Elmos Semiconductor SE
- Company type: Public company
- Traded as: SDAX
- Industry: Electrical engineering
- Founded: 1984
- Headquarters: Dortmund, Germany
- Area served: automotive
- Products: Semiconductors, microstructures
- Subsidiaries: Silicon Microstructures
- Website: http://www.elmos.de/

= Elmos Semiconductor =

German manufacturer of semiconductor products

Elmos Semiconductor SE is a German manufacturer of semiconductor products headquartered in Dortmund, Germany.
Elmos supplies automotive application-specific integrated circuits (ASICs).

==History==
- 1984 - Founded in Dortmund, Germany
- 1985 - 32 employees, 0.4 M DM turnover, Installation of 4" Wafer Fab in Dortmund
- 1994 - DIN ISO 9001 certificate
- 1998 - 460 employees, 140 M DM turnover. Complete supply from new 6" line
- 1999 - IPO to new market, Frankfurt
- 2001 - 630 employees, 107 million Euro turnover Acquisition of Eurasem (Packaging, NL) and SMI (MEMS, USA)
- 2002 - TS16949
- 2005 - Opened 8" wafer fab in Duisburg as second production line
- 2020 - Conversion of legal form into a Societas Europaea
- 2022 - media reports about possible Chinese takeover which the German government eventually vetoed

==Silicon Microstructures acquisition and sale to TE Connectivity==
Silicon Microstructures, Inc.(SMI) was founded in 1991 as a commercial source of high-performance silicon pressure sensors, including Microelectromechanical systems sensors, and accelerometers. Its first product was a silicon sensor for very low-pressure usage.

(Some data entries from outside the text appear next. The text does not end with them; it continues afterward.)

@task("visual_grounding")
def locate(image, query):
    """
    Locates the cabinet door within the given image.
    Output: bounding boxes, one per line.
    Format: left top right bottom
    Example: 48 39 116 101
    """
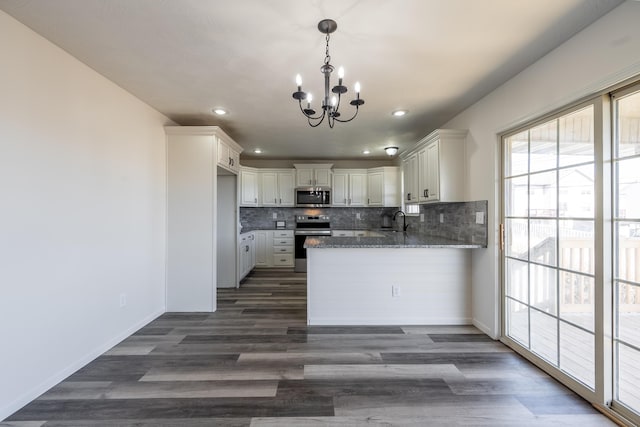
218 139 229 169
427 141 440 201
249 233 256 271
229 148 240 173
296 168 314 187
254 230 272 267
416 148 429 202
349 173 367 206
260 172 278 206
240 170 258 206
278 171 295 206
402 154 418 203
367 172 384 206
331 172 349 206
314 169 331 187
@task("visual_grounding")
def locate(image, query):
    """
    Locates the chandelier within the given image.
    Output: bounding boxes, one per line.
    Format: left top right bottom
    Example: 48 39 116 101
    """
293 19 364 128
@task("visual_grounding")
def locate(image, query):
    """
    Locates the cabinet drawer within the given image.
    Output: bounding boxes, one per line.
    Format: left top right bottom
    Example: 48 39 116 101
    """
273 230 293 239
273 246 293 255
273 254 293 267
273 237 293 246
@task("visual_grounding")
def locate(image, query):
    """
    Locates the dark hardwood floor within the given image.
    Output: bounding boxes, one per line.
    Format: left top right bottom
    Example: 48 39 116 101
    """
0 270 614 427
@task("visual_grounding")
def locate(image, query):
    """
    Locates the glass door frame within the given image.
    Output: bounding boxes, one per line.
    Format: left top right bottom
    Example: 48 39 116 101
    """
609 82 640 425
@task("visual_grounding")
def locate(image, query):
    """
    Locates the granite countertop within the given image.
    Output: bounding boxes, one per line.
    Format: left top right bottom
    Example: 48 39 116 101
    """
304 231 486 249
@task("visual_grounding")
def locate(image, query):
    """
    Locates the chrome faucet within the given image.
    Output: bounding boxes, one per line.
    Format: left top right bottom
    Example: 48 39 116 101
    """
393 211 409 233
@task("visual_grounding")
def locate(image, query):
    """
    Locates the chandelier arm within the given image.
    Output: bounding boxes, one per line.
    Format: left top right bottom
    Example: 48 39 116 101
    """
305 110 326 128
298 101 324 120
334 106 358 123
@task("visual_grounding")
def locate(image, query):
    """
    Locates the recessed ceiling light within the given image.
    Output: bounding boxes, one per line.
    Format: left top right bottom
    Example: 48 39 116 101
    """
384 147 398 156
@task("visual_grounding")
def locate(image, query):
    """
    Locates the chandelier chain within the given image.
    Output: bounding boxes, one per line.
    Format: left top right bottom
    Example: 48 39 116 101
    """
324 33 331 65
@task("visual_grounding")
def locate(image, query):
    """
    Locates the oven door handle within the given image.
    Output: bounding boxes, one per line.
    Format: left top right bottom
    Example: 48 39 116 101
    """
294 230 331 236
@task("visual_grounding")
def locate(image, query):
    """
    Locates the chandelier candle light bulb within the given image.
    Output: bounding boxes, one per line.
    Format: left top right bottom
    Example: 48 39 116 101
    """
292 19 364 128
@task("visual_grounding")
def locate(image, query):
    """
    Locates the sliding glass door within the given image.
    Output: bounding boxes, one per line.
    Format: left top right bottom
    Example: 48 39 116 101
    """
612 86 640 420
503 104 595 390
501 83 640 424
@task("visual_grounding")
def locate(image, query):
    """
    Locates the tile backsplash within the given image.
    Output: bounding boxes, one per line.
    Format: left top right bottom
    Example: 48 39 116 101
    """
240 207 398 231
240 200 488 246
407 200 489 246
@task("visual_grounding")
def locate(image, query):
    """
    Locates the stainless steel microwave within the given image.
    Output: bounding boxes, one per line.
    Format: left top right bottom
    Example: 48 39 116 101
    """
296 187 331 208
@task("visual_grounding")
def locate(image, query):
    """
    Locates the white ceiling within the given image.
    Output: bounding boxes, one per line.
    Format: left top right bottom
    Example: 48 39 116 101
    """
0 0 621 159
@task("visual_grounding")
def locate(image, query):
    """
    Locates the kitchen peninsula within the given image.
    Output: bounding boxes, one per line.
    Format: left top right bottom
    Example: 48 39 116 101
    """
305 231 486 325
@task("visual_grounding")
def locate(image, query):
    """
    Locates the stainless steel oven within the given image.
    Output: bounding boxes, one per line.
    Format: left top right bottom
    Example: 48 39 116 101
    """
294 215 331 272
295 187 331 208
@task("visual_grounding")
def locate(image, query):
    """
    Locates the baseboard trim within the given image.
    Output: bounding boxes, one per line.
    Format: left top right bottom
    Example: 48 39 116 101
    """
0 309 165 420
471 319 499 340
307 317 472 326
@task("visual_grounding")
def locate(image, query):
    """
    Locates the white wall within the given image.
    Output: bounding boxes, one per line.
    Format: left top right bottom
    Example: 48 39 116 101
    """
0 12 169 420
443 1 640 337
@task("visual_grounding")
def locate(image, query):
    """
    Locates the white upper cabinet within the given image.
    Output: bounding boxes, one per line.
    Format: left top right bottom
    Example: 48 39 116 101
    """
402 153 419 203
259 169 295 206
367 166 400 207
217 137 242 175
240 166 258 206
402 129 467 203
293 163 333 187
331 169 367 206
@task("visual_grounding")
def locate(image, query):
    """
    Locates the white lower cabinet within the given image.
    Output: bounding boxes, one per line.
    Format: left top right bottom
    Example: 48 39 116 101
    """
253 230 272 267
254 230 294 267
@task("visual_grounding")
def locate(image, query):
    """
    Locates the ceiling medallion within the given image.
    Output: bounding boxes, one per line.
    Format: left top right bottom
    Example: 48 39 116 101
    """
293 19 364 128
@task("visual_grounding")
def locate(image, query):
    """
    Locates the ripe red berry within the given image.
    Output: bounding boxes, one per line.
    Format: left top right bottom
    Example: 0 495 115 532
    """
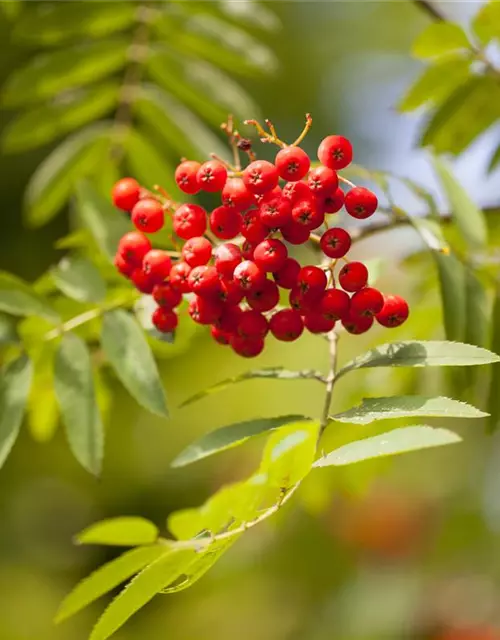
253 238 288 272
350 287 384 317
275 147 311 182
196 160 227 193
307 167 339 196
273 258 300 289
344 187 378 220
376 295 410 327
175 160 201 195
151 307 179 333
214 242 242 278
319 227 351 258
153 282 182 309
247 280 280 312
318 136 352 171
170 261 191 293
181 236 212 267
222 178 255 211
233 260 266 293
111 178 141 211
118 231 151 267
339 262 368 291
269 309 304 342
229 336 264 358
243 160 279 194
172 204 207 240
209 206 241 240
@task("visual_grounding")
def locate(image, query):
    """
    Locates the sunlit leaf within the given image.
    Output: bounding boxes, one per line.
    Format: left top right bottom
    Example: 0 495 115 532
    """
313 425 461 467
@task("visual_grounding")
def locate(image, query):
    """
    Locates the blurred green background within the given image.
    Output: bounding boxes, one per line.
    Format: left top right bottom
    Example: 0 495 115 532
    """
0 0 500 640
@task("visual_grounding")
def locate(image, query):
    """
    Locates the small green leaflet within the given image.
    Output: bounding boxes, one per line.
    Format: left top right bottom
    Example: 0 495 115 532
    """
52 257 106 302
54 334 104 475
0 355 33 467
179 367 323 407
330 396 488 424
101 310 168 417
337 340 500 378
55 545 165 623
171 415 308 467
75 516 158 547
313 425 461 467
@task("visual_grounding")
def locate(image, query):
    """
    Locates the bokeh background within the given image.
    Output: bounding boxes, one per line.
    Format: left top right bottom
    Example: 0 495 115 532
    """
0 0 500 640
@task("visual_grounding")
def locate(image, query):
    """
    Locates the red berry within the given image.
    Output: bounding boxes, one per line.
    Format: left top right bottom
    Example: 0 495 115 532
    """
273 258 300 289
253 238 288 272
209 206 241 240
339 262 368 291
269 309 304 342
214 242 242 278
142 249 172 284
222 178 255 211
111 178 141 211
188 266 221 298
181 236 212 267
175 160 201 195
170 262 191 293
318 289 351 320
318 136 352 171
233 260 266 293
376 295 410 327
350 287 384 317
259 197 292 229
319 227 351 258
229 336 264 358
172 204 207 240
196 160 227 193
153 282 182 309
275 147 311 182
118 231 151 267
247 280 280 312
344 187 378 220
151 307 179 333
307 167 339 196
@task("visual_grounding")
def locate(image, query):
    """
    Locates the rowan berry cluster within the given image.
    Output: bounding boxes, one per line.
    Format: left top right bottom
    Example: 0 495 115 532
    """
112 117 409 357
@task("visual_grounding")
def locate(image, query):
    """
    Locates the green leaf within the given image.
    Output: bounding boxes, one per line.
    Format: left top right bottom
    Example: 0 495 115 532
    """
101 310 168 417
313 425 461 467
1 37 129 108
13 0 136 46
75 516 158 547
89 549 196 640
412 22 471 59
171 415 307 467
179 367 322 407
55 545 165 623
54 333 104 475
398 57 470 112
2 82 120 153
330 396 488 424
0 356 33 467
52 256 106 302
260 422 319 489
337 340 500 378
432 156 488 250
25 123 111 228
0 271 60 323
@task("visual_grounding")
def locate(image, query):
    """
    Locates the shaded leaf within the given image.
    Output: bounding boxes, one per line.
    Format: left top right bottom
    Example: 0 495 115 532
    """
171 415 307 467
330 396 488 424
101 310 168 417
54 334 104 475
313 425 461 467
0 355 33 467
75 516 158 547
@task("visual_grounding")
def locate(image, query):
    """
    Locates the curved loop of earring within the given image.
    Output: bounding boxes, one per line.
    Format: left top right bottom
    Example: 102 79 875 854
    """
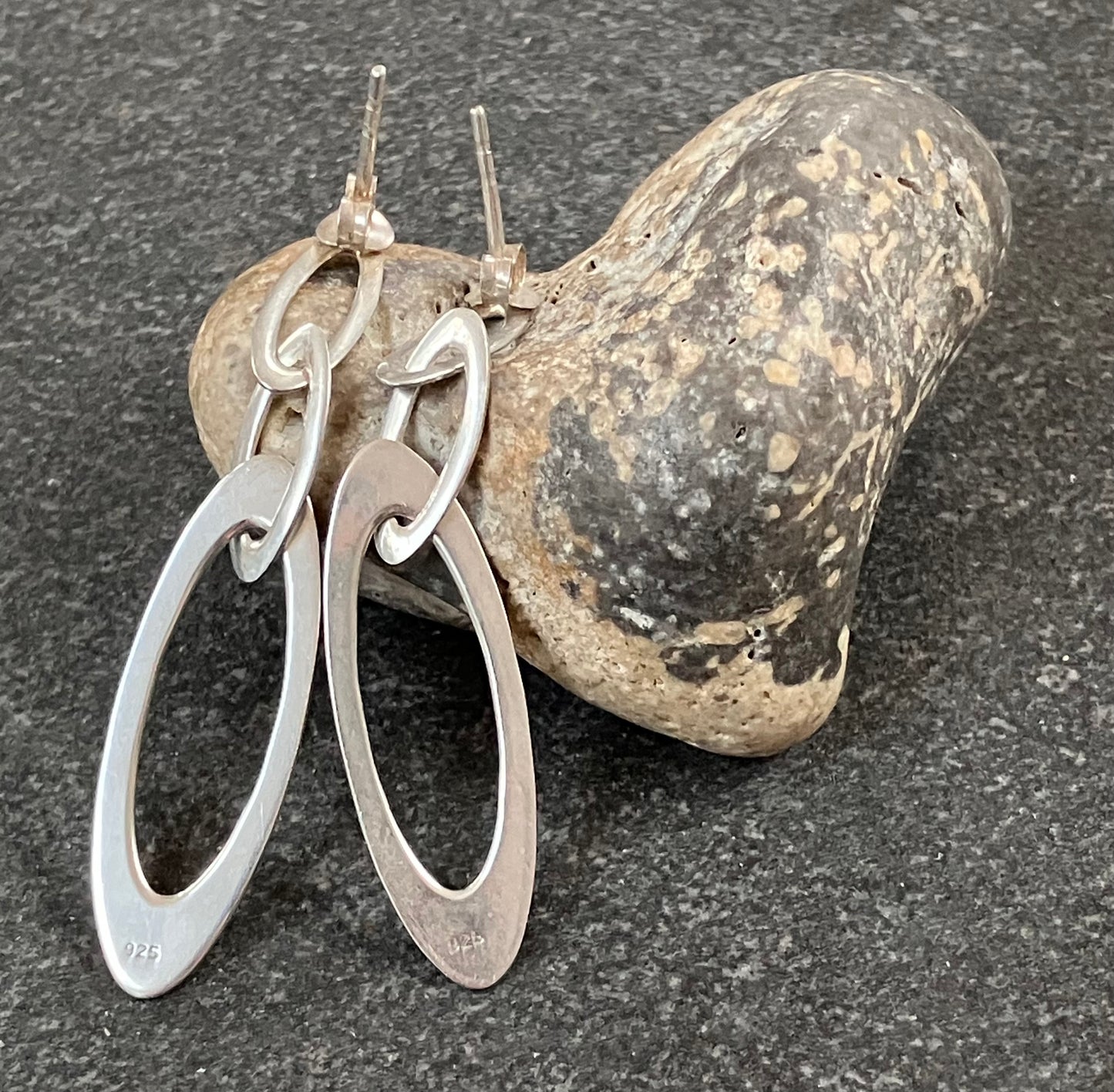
323 439 537 989
252 238 383 393
375 308 490 565
91 455 321 997
228 322 332 584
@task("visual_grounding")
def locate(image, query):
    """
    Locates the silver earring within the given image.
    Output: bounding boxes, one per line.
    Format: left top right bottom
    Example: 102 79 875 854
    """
91 66 395 997
323 102 537 989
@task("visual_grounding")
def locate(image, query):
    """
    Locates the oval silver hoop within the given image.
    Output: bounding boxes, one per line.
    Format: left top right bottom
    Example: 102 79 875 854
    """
252 238 383 393
228 322 332 584
375 308 490 565
91 455 321 997
324 439 537 989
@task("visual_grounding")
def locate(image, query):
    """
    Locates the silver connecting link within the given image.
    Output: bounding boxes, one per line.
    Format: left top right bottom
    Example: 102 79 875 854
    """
252 65 395 391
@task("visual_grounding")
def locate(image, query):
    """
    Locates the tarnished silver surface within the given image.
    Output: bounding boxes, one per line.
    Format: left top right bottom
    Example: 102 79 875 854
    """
324 436 537 989
91 455 321 997
252 238 383 391
375 308 490 565
228 323 332 583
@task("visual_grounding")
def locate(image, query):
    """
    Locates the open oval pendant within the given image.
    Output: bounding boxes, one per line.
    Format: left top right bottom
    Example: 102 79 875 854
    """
324 439 537 989
91 455 321 997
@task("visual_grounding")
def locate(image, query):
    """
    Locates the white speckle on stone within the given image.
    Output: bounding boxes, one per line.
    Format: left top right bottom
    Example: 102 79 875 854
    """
619 606 654 629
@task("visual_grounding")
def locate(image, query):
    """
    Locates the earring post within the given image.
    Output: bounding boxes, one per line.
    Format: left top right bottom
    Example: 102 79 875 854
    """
355 65 386 200
470 106 507 258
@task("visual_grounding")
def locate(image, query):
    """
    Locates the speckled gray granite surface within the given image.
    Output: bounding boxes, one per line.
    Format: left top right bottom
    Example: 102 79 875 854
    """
0 0 1114 1092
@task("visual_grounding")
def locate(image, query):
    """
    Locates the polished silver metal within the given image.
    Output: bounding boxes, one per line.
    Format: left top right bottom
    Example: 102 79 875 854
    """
375 311 530 386
252 238 383 391
375 308 490 565
324 439 537 989
91 455 321 997
468 106 541 318
252 65 395 391
316 65 395 253
228 322 332 584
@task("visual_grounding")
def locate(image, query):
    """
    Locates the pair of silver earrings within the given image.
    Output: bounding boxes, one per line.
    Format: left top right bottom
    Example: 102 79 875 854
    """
91 66 537 997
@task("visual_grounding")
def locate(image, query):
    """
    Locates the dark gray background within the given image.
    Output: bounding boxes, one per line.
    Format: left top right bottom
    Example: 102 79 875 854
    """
0 0 1114 1092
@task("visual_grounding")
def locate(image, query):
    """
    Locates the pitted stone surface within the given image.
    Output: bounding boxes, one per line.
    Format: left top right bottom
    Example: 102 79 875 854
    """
190 71 1011 754
0 0 1114 1092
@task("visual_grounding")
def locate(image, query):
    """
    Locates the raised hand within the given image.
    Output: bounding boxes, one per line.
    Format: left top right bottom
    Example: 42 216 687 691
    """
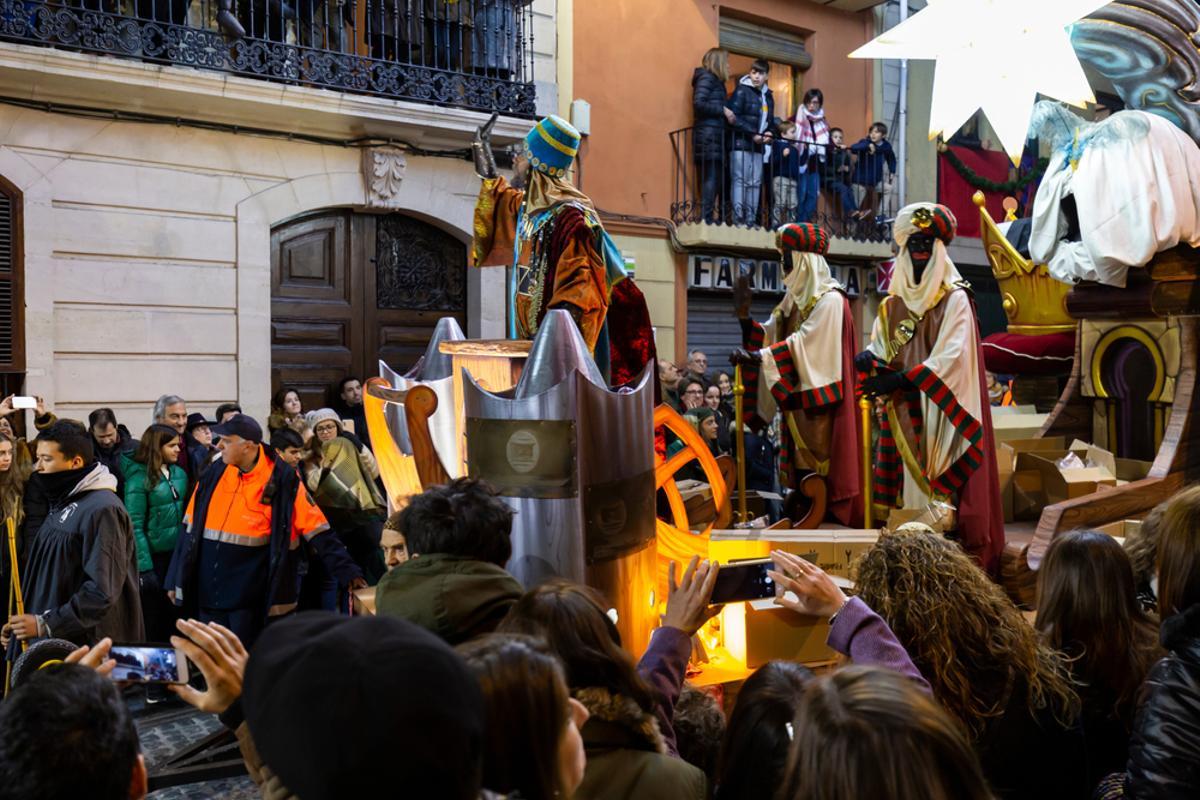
470 112 500 180
662 555 721 636
768 551 846 618
167 619 250 714
62 637 116 676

Elmos Semiconductor acquired SMI in March 2001 from OSI Systems.
SMI began production on higher performance, system level sensors and microstructures, wireless, RF and bus addressable microstructures.

In August 2002, SMI acquired the IC Sensors' wafer fabrication operations and wafer R&D group and relocated to Milpitas, California. The following year, Silicon Microstructures undertook a significant and complete wafer fabrication upgrade to expand the facility for full 6" wafer handling. This facility processed primarily 6 inch wafers and has advanced technical capabilities including deep reactive ion etching (DRIE) and plasma enhanced fusion bonding.

In 2019, Elmos announced the sale of Silicon Microstructures to TE Connectivity, and the subsequent closure of Elmos Group’s micromechanics division.